Gillette puts Indian barbershop girls front and centre of new gender stereotype campaign

Gillette is aiming to address gender stereotypes in India with its latest campaign, featuring the barbershop girls of India.

Created by Grey, the film titled #ShavingStereotypes is based on the insight ‘children always learn from what they see’. It tells the story of two barbershop girls, 18-year-old Jyoti and 16-year-old Neha, from the village of Banwari Tola in Uttar Pradesh, and an eight-year-old boy whose thoughts are summed up from everything that he witnesses around him as he notices how gender roles are clearly defined in society.

When the young boy accompanies his father to a barbershop and to his surprise, sees two girls ready to shave his father, the boy is puzzled and asks his father why girls can shave men’s hair.

The father pauses before addressing the prejudice effect and subliminal patriarchy has on the young boy’s mind, responding that a razor wouldn’t know the difference between a boy and a girl.

The film then moves to the two sisters Jyoti and Neha Narayan, showing how they have challenged gender stereotyping often found in Indian villages by running their father’s barbershop.

With their father and their fellow villagers support, the village is seen to be setting the right example and inspiring the next generation of men because children do learn from what they see.

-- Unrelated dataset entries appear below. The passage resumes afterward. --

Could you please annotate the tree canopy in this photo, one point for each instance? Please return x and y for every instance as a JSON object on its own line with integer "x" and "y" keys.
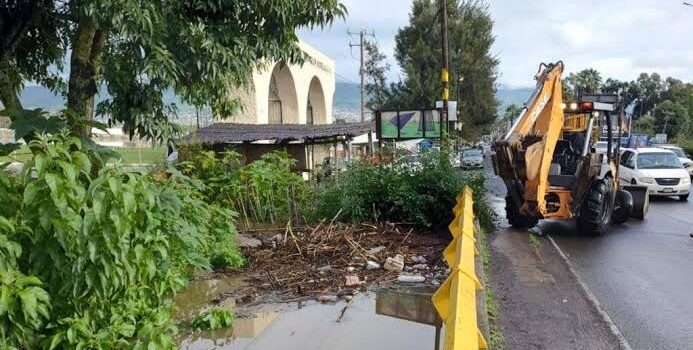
{"x": 200, "y": 49}
{"x": 473, "y": 69}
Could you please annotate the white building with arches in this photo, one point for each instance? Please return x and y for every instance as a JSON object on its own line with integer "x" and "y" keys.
{"x": 282, "y": 93}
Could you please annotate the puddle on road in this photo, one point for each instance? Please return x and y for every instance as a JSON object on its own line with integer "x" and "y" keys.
{"x": 199, "y": 295}
{"x": 389, "y": 318}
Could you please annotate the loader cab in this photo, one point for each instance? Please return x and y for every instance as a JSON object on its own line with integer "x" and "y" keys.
{"x": 575, "y": 163}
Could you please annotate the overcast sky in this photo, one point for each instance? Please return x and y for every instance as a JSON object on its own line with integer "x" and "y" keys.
{"x": 618, "y": 38}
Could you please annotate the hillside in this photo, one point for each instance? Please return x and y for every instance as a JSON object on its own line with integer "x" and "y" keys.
{"x": 346, "y": 101}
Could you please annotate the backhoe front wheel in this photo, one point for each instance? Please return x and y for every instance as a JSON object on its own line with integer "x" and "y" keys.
{"x": 515, "y": 219}
{"x": 596, "y": 211}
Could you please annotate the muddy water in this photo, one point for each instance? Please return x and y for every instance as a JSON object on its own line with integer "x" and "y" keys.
{"x": 384, "y": 319}
{"x": 198, "y": 296}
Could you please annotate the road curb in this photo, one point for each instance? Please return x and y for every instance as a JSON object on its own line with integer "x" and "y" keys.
{"x": 593, "y": 299}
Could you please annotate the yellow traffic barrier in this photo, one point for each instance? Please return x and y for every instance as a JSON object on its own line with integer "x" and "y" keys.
{"x": 455, "y": 299}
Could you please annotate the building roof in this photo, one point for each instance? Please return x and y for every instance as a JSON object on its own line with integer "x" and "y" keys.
{"x": 234, "y": 132}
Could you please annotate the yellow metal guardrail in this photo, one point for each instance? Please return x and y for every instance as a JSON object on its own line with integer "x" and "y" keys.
{"x": 455, "y": 299}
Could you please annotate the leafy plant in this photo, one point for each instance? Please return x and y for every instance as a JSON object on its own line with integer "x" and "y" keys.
{"x": 213, "y": 319}
{"x": 90, "y": 258}
{"x": 401, "y": 192}
{"x": 265, "y": 190}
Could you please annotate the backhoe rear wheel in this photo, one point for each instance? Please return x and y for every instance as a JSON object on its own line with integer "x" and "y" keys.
{"x": 623, "y": 207}
{"x": 596, "y": 211}
{"x": 517, "y": 220}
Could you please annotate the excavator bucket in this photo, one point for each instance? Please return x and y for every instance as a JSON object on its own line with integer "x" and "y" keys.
{"x": 641, "y": 200}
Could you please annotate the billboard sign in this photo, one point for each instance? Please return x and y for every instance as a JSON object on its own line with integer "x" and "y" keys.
{"x": 408, "y": 124}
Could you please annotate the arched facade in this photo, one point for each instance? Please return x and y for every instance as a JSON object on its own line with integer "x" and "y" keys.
{"x": 289, "y": 93}
{"x": 316, "y": 112}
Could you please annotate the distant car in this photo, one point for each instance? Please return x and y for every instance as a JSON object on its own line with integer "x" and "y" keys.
{"x": 600, "y": 147}
{"x": 657, "y": 168}
{"x": 683, "y": 157}
{"x": 472, "y": 159}
{"x": 411, "y": 162}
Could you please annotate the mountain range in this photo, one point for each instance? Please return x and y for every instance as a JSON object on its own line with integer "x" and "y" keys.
{"x": 346, "y": 102}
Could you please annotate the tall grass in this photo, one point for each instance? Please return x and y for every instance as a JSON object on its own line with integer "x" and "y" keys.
{"x": 419, "y": 194}
{"x": 264, "y": 191}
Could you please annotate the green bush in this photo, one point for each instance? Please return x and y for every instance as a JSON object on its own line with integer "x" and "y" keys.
{"x": 263, "y": 191}
{"x": 401, "y": 192}
{"x": 91, "y": 258}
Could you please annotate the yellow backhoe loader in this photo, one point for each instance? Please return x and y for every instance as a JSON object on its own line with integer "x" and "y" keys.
{"x": 550, "y": 167}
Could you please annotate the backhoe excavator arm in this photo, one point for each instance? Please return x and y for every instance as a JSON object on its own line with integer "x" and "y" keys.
{"x": 524, "y": 155}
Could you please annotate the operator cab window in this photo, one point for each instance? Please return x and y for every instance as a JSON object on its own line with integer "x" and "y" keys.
{"x": 628, "y": 160}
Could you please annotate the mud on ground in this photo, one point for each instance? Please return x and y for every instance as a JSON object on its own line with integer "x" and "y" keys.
{"x": 329, "y": 261}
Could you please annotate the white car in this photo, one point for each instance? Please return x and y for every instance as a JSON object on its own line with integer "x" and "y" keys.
{"x": 473, "y": 159}
{"x": 658, "y": 168}
{"x": 601, "y": 147}
{"x": 683, "y": 157}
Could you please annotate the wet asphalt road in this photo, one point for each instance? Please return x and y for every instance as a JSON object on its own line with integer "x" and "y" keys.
{"x": 641, "y": 272}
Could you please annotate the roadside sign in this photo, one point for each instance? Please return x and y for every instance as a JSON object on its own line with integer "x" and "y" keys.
{"x": 408, "y": 124}
{"x": 660, "y": 138}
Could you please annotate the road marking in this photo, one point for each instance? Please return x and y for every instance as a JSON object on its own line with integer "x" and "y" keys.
{"x": 593, "y": 299}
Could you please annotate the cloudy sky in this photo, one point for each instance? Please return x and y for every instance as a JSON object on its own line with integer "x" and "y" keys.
{"x": 618, "y": 38}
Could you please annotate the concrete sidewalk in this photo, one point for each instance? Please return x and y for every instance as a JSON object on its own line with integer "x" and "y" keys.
{"x": 542, "y": 305}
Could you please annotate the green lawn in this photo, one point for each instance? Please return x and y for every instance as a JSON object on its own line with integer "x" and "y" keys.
{"x": 142, "y": 155}
{"x": 128, "y": 155}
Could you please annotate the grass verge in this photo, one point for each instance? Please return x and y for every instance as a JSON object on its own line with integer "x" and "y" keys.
{"x": 496, "y": 339}
{"x": 128, "y": 155}
{"x": 486, "y": 217}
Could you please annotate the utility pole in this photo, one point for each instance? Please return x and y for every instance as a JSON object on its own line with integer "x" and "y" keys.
{"x": 445, "y": 71}
{"x": 360, "y": 45}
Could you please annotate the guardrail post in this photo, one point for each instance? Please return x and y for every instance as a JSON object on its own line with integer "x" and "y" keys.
{"x": 455, "y": 300}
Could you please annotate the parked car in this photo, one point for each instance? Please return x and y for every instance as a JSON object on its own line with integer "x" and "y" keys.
{"x": 683, "y": 157}
{"x": 472, "y": 159}
{"x": 411, "y": 162}
{"x": 600, "y": 147}
{"x": 658, "y": 168}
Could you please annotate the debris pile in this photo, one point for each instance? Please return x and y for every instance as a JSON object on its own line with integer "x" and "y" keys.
{"x": 327, "y": 262}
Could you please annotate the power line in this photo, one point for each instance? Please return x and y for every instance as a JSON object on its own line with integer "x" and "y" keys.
{"x": 360, "y": 45}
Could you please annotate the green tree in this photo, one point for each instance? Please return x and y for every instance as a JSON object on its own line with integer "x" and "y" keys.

“Neha & Jyoti and the entire village of Banwari Tola are an example of how when we take positive actions, we create meaningful change and set the right example for next generation,” said Karthik Srivatsan, the associate director and country category leader of shave care for the Indian Sub-Continent at Procter & Gamble.

“Gillette is proud to further enable their dream through our Saflta Apni Muthi Mein program (Safalta Apni Mutthi Mein). It’s time we acknowledge that brands, like ours, play a role in influencing culture. Our actions need to inspire us all to be better every day and to help create a new standard for boys to admire and for men to achieve. Because the boys of today are the men of tomorrow.”